I obtained the following figure from Maple. 30 seconds of numerical integration is sufficient.

NB I calculated $-\delta$, since the numerically obtained $\delta$ are negative... I do not understand why (anybody gets an idea ?). Also, I add by hand the points [0,1] (at $T =T_{c}$) and [1,0] (at $T=0$), since $\lim_{\epsilon \rightarrow 0}1/\epsilon$ is badly defined numerically, but we know these points from the full integral.

To my experience, if you try to calculate $\Delta(T)$ from scratch (choosing a $\omega_{D}$ and an $\eta$ randomly), you will have (a lot of !) troubles. This is because the region when the solution of the self-consistent equation is non-trivial (a solution $\delta \neq 0$ exists) is very narrow. Now, $\tau$ and $\delta$ in between $0$ and $1$ is the good region of non-trivial phase, and we know this from the beginning ! By the way, it's always simpler to discuss dimensionless variables as $\delta$ and $\tau$, since they are the only one you should plot.

Finally, a remark: you should wonder about the universal aspect of the simplification... Well, I would say that the BCS theory is valid for weak coupling only from the beginning.

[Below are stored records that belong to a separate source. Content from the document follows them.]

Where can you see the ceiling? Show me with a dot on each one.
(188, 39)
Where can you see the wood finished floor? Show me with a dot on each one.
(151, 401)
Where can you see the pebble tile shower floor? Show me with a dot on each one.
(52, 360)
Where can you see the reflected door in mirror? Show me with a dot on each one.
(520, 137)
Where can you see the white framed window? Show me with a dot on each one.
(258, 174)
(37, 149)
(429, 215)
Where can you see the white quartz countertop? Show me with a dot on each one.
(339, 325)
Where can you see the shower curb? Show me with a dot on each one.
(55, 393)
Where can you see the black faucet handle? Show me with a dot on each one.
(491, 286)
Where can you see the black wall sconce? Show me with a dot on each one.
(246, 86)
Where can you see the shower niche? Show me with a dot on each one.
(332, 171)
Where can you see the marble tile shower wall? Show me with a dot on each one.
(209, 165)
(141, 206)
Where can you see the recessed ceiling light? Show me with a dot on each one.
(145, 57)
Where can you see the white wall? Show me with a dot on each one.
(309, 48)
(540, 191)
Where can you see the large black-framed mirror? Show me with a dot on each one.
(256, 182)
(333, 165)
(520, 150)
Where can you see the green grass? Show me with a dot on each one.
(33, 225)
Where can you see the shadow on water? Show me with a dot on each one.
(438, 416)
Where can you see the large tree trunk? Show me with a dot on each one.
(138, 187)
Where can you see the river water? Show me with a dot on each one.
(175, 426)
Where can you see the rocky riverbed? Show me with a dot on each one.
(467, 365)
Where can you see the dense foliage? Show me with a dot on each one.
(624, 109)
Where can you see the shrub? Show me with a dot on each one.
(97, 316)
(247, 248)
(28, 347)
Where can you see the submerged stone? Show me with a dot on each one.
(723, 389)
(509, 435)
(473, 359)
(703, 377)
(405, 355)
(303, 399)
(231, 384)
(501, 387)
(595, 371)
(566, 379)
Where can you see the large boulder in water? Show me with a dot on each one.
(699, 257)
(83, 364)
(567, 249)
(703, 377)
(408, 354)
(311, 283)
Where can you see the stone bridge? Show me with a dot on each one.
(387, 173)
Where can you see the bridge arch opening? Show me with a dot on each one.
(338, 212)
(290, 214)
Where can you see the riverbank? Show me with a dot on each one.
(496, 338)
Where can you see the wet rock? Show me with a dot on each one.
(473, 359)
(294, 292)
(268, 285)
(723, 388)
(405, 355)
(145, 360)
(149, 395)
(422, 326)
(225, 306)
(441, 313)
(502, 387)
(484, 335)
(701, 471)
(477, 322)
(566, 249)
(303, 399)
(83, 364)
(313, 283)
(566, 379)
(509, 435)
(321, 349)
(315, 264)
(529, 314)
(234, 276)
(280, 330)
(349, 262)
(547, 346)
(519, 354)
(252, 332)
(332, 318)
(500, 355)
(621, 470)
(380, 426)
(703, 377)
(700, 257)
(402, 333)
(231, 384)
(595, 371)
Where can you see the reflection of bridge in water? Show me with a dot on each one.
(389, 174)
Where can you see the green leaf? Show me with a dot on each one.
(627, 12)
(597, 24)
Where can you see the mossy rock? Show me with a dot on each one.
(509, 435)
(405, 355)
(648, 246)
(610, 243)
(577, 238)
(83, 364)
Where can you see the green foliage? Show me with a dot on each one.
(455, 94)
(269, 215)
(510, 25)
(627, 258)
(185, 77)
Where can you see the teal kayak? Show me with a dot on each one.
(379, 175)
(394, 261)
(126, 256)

So it is of no interest to try to resolve the first integral I wrote in this answer instead of the last one.

P.S.: I've found no mention of the above discussion / substitution in literature, so I wrote my own one :-). I'm deeply interested in some references indeed.

Answer 2

I have not tried it on this specific equation, but in principle you can solve problems like this by a combination of numerical integration and a root finding algorithm. For a given variable $x$ you wish to determine for a fixed value $v$ of the integral, the root finding algorithm will find a solution to the equation

$v-integral(x)=0.$

The root finding algorithm will try to match the variable in such a way that the equation is satisfied, while the integral is evaluated numerically. In your example, $\Delta$ corresponds to the variable $x$ while $1/N(0)V$ takes on the role of v.